The other day, I was strolling in the community park.

It was a depressing day. And by “day,” I’m not referring to its weather, but the activities and heartaches that I suffered just on that day.

Perhaps it was one of those really, really depessing days that only come every 5 years or so – something big enough to get your life all twisted in the wrong way.

Well, I took the grass way in the community park.

Maybe over the past years, I’ve gotten too used to the hustle and bustle of contemporary life, that I totally forgot what it meant to be ‘free’ in thought. I haven’t written a poem in nearly 10 years, and I haven’t cried for a soul. (except in two movies for some reason: Hotel Rwanda and Up)

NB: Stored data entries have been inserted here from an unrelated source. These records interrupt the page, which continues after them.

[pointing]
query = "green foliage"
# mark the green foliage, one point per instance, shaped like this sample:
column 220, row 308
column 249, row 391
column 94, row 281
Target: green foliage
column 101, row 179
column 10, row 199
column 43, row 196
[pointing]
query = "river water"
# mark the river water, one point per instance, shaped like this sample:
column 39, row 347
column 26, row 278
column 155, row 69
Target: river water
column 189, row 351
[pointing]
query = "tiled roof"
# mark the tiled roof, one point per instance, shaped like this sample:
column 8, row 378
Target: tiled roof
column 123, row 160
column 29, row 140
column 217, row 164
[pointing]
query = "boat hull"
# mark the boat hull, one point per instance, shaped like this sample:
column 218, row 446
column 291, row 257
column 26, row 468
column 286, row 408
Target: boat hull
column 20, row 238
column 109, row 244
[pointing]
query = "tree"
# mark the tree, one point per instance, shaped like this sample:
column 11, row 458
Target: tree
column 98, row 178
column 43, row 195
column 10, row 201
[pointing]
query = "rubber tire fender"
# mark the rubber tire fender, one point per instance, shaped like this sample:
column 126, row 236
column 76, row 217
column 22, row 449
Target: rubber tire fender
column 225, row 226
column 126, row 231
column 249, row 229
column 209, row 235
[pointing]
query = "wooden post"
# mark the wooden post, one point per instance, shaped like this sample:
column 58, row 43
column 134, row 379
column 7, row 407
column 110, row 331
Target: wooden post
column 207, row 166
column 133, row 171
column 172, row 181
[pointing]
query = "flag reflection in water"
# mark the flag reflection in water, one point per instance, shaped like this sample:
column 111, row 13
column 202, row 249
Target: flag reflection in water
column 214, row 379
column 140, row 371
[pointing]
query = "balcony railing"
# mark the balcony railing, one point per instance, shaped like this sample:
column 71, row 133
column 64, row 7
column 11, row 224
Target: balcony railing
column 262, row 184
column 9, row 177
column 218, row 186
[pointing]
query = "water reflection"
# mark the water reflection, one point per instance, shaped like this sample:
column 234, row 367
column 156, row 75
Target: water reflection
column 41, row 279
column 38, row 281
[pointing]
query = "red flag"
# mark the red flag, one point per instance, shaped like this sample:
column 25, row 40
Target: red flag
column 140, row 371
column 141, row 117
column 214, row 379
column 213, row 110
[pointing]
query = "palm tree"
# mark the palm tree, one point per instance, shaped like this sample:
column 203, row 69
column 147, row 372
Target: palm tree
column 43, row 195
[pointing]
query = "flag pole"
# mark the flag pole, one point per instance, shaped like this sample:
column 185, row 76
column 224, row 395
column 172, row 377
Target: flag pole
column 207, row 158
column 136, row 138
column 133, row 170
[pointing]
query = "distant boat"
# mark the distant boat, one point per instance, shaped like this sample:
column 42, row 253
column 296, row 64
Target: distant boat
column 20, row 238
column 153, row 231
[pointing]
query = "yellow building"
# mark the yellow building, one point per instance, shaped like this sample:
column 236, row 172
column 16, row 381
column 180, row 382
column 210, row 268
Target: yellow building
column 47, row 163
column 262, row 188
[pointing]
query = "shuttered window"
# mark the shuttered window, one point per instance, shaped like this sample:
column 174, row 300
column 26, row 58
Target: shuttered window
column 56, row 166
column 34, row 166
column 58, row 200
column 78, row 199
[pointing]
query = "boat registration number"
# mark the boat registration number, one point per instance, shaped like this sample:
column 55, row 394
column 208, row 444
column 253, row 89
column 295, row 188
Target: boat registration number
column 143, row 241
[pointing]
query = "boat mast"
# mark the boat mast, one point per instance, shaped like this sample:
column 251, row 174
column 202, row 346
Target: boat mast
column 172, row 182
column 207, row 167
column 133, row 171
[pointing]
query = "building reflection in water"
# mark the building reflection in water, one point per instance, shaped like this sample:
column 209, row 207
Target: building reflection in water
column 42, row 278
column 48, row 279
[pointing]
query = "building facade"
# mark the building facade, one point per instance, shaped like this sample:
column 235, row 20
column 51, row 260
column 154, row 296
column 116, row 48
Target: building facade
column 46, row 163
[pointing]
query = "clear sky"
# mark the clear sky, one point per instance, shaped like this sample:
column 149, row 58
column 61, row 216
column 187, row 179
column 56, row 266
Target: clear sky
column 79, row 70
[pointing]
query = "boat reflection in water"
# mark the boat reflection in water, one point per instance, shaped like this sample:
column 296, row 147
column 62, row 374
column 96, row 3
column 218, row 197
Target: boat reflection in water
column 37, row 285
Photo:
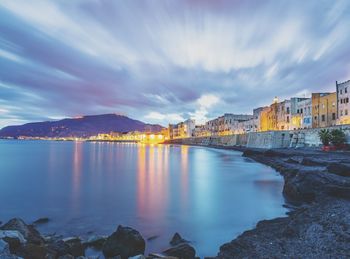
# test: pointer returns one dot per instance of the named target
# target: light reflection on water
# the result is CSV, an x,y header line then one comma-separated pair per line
x,y
207,195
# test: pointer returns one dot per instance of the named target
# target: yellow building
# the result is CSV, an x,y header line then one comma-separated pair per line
x,y
324,109
268,117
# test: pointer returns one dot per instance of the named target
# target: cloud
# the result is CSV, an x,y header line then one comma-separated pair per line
x,y
161,117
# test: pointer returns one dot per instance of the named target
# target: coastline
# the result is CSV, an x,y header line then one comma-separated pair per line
x,y
317,185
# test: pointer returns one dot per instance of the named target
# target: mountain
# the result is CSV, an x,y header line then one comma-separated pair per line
x,y
79,127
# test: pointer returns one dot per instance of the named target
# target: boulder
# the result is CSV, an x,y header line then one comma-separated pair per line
x,y
13,238
183,251
41,221
138,257
177,239
28,231
32,251
74,246
4,248
96,242
126,242
339,169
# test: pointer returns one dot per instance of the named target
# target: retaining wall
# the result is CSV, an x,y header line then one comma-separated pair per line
x,y
268,139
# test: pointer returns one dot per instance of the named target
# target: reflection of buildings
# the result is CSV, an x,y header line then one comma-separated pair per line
x,y
343,104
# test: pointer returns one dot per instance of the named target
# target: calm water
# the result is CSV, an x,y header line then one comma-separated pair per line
x,y
209,196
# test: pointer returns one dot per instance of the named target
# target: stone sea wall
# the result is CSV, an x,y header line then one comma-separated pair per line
x,y
268,139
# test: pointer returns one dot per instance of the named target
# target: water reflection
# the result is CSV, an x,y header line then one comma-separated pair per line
x,y
206,195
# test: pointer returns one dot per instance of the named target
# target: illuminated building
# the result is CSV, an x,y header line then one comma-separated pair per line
x,y
304,113
324,109
343,104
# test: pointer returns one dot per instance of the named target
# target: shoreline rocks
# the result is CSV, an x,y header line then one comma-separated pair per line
x,y
319,227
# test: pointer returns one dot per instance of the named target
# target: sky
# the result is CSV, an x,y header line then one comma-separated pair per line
x,y
165,61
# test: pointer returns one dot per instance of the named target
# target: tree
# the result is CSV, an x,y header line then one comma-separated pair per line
x,y
325,136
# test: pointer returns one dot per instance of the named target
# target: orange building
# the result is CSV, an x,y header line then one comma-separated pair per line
x,y
324,109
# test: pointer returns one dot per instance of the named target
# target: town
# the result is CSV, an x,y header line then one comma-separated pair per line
x,y
318,111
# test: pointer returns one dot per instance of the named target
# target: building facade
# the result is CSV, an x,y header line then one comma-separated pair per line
x,y
304,112
324,110
343,104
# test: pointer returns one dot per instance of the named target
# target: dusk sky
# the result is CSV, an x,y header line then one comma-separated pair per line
x,y
166,61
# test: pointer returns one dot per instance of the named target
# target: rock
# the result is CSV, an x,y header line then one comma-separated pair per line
x,y
183,251
28,231
126,242
138,257
13,238
4,248
32,251
152,238
312,162
96,242
41,221
74,245
177,239
339,169
67,256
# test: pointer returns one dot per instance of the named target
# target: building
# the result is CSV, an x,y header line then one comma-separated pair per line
x,y
227,124
283,115
343,105
303,113
324,109
182,130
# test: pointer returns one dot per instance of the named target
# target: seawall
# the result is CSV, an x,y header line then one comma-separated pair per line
x,y
267,139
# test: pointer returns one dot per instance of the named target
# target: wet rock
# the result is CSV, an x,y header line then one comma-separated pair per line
x,y
67,256
312,162
32,251
152,237
137,257
126,242
183,251
75,246
339,169
41,221
14,239
96,242
28,231
4,248
177,239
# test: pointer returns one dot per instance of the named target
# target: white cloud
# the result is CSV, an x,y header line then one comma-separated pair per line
x,y
164,117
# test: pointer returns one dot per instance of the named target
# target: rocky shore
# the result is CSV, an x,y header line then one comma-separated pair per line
x,y
19,240
317,187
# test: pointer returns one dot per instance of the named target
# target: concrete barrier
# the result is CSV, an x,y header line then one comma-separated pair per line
x,y
267,139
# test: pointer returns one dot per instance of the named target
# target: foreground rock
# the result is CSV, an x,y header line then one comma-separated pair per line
x,y
28,231
320,226
177,239
183,251
125,242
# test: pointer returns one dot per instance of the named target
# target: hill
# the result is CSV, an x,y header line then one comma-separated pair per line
x,y
79,127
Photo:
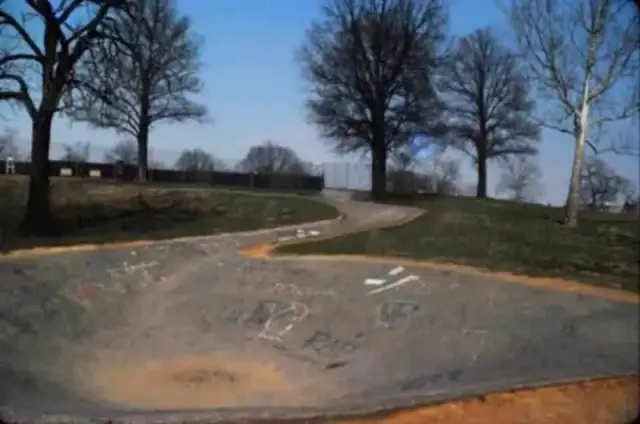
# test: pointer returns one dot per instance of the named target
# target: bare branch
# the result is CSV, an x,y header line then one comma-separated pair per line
x,y
520,179
487,101
142,74
270,158
369,67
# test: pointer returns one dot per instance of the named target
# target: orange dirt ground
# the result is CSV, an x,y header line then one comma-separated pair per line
x,y
612,401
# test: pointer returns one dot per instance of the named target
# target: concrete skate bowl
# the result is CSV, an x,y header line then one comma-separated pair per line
x,y
185,333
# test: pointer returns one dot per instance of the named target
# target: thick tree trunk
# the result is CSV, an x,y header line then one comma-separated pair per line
x,y
379,172
143,153
481,164
38,219
573,197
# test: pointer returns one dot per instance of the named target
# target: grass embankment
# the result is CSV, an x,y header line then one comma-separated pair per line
x,y
96,212
504,236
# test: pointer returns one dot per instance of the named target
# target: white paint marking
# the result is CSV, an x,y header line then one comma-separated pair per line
x,y
398,283
395,271
374,281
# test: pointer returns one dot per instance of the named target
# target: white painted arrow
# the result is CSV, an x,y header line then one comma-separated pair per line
x,y
395,284
374,281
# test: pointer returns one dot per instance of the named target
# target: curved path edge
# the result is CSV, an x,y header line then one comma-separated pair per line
x,y
353,409
345,223
270,251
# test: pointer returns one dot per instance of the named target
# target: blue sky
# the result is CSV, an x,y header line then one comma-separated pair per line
x,y
254,91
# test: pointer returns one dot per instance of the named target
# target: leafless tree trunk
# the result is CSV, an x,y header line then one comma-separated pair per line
x,y
143,75
488,104
583,56
270,158
521,180
370,67
51,63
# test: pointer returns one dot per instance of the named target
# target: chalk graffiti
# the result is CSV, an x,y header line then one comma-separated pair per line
x,y
389,313
276,318
424,381
301,291
323,343
125,269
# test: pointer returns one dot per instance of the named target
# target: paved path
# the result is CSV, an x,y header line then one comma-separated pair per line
x,y
193,330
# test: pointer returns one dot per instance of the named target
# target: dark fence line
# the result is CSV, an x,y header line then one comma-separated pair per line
x,y
106,171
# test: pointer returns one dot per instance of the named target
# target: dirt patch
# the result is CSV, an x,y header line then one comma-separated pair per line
x,y
613,401
191,383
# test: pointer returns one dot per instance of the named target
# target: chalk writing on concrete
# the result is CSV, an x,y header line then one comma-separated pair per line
x,y
300,234
390,313
323,343
297,290
427,381
275,317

Well, the grass route in the park showed me something quite clear: From far away, it’s fresh, green grass. When I walked over it, I realized that the grass had different colors: the old were darker, but there were new sprung grass, baby grass that would make up quite some portion. It was clear that one was new, one was old, but somehow, they coexisted to reveal just ‘green’ grass. But what stunned me was – how on earth (haha) did they spring up? And inbetween them lied little dandelions – how on earth did they get stuck in there? And for the first time, such irregularities seemed like regularities, and how their coexistance seemed just too beautiful – too emotional that I could not help but stop. I stood still over a hill of grass, only to realize not one human was visible, and how I wished at that moment the world seemed to love me.

Now, if nature could do such things, wouldn’t we as humans, the greatest of all living things – what is there that we CAN’T do?

Welcome everyone, to my world of marketing, where I believe that nothing can be more effective than touching the human side of things. Forget your homework, your projects, your iPods and iPhones, your boss, your next vacation – come join an honest, down-to-earth discussion of the human side of brand marketing.